Disclosure: Cisco Systems was indirectly covering some of the costs of my attendance at the Network Field Day 9 event.
You'll probably be interested by the Lippis report about ACI: http://lippisreport.com/2015/03/lippis-report-223-an-open-approach-to-network-automation/
Unless I'm misunderstanding the current limitations, but the designs I've seen always show another device on a stick acting as a way to route between VXLANs.
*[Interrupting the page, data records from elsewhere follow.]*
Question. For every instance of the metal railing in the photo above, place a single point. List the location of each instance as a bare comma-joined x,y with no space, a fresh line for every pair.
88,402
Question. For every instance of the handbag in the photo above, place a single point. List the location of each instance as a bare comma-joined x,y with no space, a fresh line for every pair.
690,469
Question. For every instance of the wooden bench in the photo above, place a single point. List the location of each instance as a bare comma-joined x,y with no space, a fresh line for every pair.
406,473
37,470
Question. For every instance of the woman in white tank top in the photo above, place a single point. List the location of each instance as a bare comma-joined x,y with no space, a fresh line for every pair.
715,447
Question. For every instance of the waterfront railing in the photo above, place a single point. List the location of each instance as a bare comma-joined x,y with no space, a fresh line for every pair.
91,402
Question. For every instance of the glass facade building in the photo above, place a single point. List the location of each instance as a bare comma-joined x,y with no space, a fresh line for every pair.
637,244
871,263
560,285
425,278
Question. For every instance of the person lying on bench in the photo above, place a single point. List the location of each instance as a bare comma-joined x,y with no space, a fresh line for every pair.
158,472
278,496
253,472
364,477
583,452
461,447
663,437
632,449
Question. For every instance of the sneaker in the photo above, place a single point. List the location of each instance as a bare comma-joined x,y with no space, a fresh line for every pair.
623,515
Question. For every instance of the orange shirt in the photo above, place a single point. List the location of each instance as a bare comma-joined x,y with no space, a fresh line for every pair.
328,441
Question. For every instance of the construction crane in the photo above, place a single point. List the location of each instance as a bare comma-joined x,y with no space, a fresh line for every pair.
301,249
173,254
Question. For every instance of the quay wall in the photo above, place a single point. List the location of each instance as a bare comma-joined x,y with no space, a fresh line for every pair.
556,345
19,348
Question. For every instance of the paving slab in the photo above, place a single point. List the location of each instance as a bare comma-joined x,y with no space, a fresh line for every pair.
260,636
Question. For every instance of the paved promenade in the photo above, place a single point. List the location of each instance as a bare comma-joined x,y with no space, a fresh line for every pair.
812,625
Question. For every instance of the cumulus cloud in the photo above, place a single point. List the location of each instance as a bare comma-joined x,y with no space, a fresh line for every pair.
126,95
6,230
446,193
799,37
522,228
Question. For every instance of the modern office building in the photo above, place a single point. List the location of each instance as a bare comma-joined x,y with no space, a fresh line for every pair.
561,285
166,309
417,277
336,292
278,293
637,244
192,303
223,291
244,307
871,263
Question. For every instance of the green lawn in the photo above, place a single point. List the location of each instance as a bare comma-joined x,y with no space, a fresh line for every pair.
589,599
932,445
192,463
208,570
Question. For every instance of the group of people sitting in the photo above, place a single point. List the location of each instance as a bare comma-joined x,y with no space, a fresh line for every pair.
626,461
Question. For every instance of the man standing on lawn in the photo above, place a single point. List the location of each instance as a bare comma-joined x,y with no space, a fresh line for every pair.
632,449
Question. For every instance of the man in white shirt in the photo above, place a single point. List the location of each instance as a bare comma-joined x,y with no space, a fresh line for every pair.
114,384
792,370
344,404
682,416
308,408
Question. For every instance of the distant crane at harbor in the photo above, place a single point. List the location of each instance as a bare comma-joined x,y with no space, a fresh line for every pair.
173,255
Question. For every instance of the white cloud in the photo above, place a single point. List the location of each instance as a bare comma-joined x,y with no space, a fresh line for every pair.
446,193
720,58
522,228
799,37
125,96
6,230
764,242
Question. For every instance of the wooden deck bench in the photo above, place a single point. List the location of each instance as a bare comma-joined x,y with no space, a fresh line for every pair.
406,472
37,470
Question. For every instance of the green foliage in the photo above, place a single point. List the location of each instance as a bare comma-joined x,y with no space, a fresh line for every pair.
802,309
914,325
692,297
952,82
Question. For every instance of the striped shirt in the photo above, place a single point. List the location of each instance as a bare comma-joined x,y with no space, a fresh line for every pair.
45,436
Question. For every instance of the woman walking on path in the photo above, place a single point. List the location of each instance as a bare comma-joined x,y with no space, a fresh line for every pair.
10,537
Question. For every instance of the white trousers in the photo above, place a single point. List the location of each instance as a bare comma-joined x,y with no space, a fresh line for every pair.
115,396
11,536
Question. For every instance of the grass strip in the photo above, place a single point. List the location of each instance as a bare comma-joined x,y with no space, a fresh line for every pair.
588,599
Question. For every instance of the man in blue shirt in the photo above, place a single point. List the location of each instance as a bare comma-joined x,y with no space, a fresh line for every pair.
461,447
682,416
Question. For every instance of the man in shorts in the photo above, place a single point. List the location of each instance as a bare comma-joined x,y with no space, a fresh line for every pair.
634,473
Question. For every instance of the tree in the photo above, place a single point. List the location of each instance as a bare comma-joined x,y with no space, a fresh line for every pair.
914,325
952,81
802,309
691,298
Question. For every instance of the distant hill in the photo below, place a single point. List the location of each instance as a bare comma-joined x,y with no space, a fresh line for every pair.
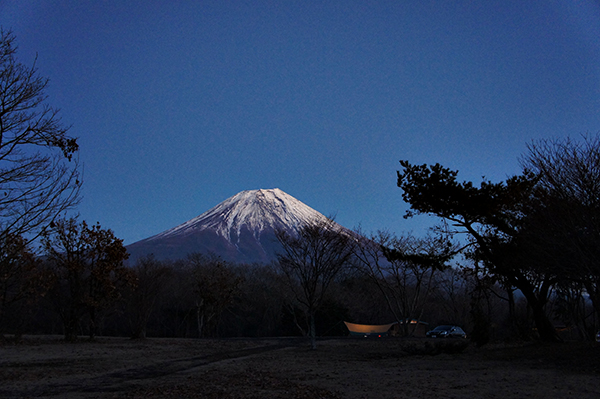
240,229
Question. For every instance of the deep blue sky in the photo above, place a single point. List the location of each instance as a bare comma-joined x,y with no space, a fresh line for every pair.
180,105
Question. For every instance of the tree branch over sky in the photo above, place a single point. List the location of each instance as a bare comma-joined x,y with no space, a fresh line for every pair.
39,176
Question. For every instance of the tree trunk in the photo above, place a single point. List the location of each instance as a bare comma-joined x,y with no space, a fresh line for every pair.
313,331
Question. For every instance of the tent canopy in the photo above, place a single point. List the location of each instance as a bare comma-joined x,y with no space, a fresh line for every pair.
365,329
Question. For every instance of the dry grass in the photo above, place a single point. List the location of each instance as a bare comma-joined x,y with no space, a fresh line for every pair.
287,368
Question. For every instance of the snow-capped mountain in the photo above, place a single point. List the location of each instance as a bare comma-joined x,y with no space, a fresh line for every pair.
240,229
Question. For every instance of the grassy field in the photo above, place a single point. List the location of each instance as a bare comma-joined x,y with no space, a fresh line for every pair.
286,368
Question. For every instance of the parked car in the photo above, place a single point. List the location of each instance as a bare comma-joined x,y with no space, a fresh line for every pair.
447,331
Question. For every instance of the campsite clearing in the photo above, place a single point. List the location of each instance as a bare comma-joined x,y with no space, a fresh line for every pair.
287,368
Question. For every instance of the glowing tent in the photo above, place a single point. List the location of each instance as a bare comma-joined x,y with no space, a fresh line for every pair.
365,330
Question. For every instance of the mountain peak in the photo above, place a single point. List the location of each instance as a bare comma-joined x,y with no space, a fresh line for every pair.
255,210
241,228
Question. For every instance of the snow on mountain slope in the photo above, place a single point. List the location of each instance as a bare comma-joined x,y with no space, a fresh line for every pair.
240,229
255,210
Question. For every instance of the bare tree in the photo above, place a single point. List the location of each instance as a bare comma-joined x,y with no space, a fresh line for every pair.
311,260
22,283
215,287
566,225
89,274
39,176
151,276
404,270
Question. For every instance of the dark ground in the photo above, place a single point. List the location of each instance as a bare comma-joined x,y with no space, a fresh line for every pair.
287,368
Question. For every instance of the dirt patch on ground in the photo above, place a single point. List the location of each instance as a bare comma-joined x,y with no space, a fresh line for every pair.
287,368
The QFX5100 uses just the Trident II -- which is "known" (for varying values of "known") to NOT support VXLAN routing. The N9K leverages both the Trident II, as well as custom Cisco silicon -- the latter being specifically able to handle VXLAN routing.
That VXLAN routing leaf stick is required in standalone(nxos) mode if you are runing older nxos code. However, with new VXLAN-EVPN/Anycast-GW feature in code 7, you don't need that stick any more.
- the VM MAC/IP addresses are distributed in the fabric (and even inter-fabric), meaning that all leaf switches can proxy ARP
- the VM mobility is transparently supported
- now, "Nexus 9300 switches with the ALE ASIC offer the capability to route VXLAN overlay traffic at the leaf, unlike traditional Broadcom Trident II based platforms, which cannot VXLAN route the packet".
EVPN not supported in ACI mode yet. Expect support for EVPN in Q4
BTW up until now we really like ACI.
I just setup our second ACI pod.
Trident II can route VXLAN packets it requires a re-circulation the same as the Nexus 9300 which uses the NorthStar ASIC for the re-circ.
This was done with all GA code from Cisco.